Oh no! It turns out that the United States is becoming Venezuela and nobody noticed .... except the Fox News' editorial page, that is. Thank heavens for that.
"Could a Chavez style media crackdown by coming our way?" asks Steve Forbes, President and Chief Executive Officer of Forbes and the Editor in Chief of Forbes magazine. Magic 8 ball says: outlook not so good.
Indeed, here are some other questions that we can ponder with the same level of urgency. Could Mickey Mouse stub his toe while eating peanuts at the dentist's office? Could a thousand points of light blind the Loch Ness monster on its day off?
Citing a recent Inter-American Commission of Human Rights report detailing Venezuelan constraints on freedom of expression, Forbes compares Venezuela's use of the punitive power of the state to punish people for their political opinions with, wait for it, the campaign for media reform (and net neutrality) led by the organization Free Press. The two have nothing to do with each other.
First, let me say a word on Venezuela.

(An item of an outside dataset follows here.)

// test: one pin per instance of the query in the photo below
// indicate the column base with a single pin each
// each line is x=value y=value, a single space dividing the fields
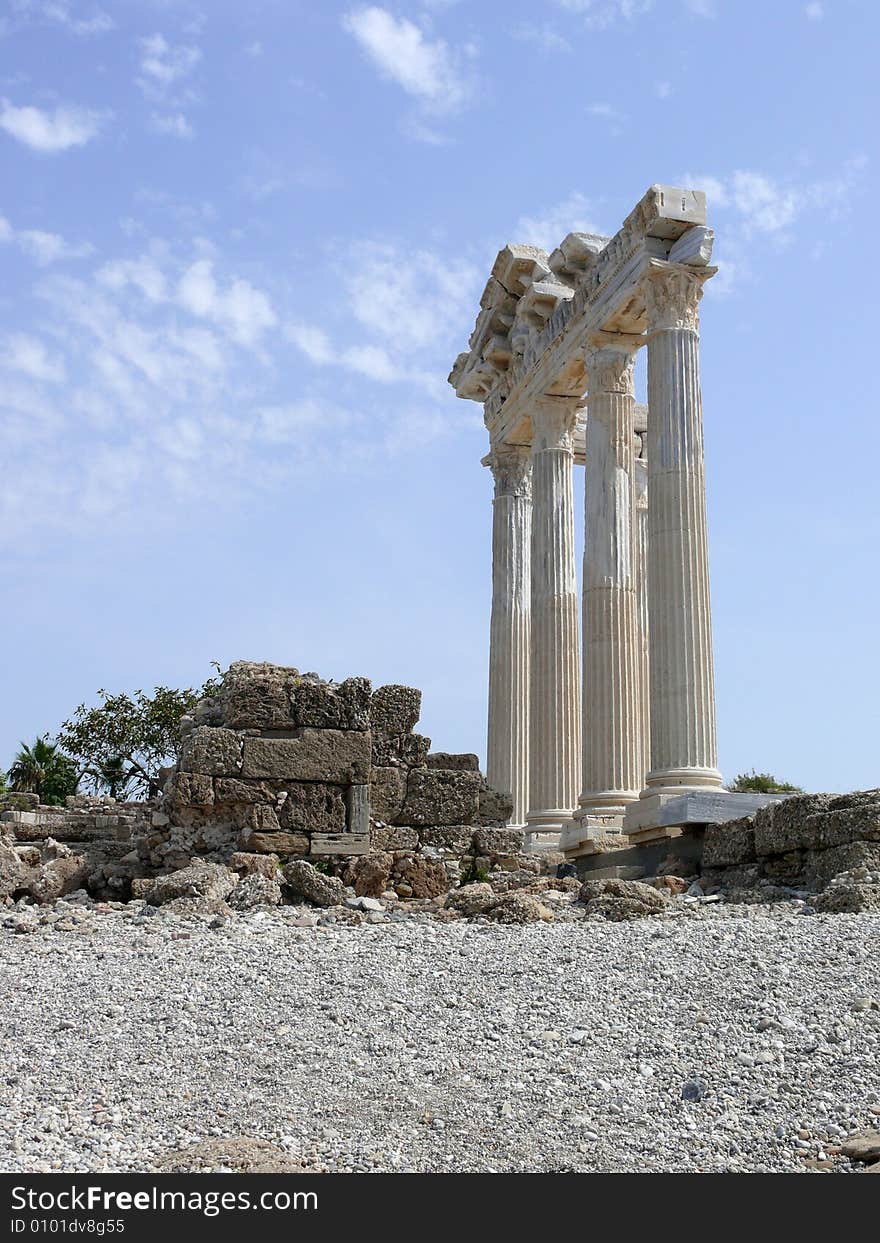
x=659 y=813
x=681 y=779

In full disclosure, I cut my teeth as a foreign correspondent there, and even did some reporting on the country's polarized media. The political environment is vociferously contentious, the opposition and Chavez supporters can barely agree on the time of day much less a common national narrative. The extreme polarization of the nation's media allows each side -- the opposition and Chavistas -- to attack the other for distorting reality. The problem is that on the government side, as the Inter-American Commission points out, the attacks include criminal prosecutions for expressing political opinions.
But Forbes connects Chavez's abuses to the media reforms championed by Robert McChesney and Free Press. This is laughable, but worse, it perpetuates a common mis-characterization of the human right to free speech, by framing efforts to fight the pervasive and undemocratic corporate control of U.S. media as of a piece with abusive governmental control of the speech of political opponents.
In the United States, our constitution requires that Congress "make no law ... abridging the freedom of speech or of the press." What's not spelled out in this language is a clear definition of the freedom of speech. Is freedom of speech the right to speak or does it also include the right to be heard?
Human rights law -- and lots of other national societies -- think it does. Indeed, under the International Covenant on Civil and Political Rights, the freedom of expression "includes freedom to seek, receive, and impart information and ideas of all kinds." How can we receive ideas of all kinds if the media landscape is dominated by organizations like Fox News and speakers like Steve Forbes?
As Free Press points out, journalism is in crisis in this country (trust me, it's hard to get a job doing classic investigative reporting). Democracy depends on quality reporting and so we need some policy solutions. Some of these might take the form of government support of the kinds of speech corporate media will never give us, either because they are too busy seeking high profit margins or because their real business is selling advertising, or because they are seeking "target" audiences and not the public in general.
Indeed, in the wake of the Supreme Court's decision in Citizens United, it seems pretty clear that a hands-off conception of free speech is undermining our democracy. Let's not confuse other ways of strangling democracy with our home grown one.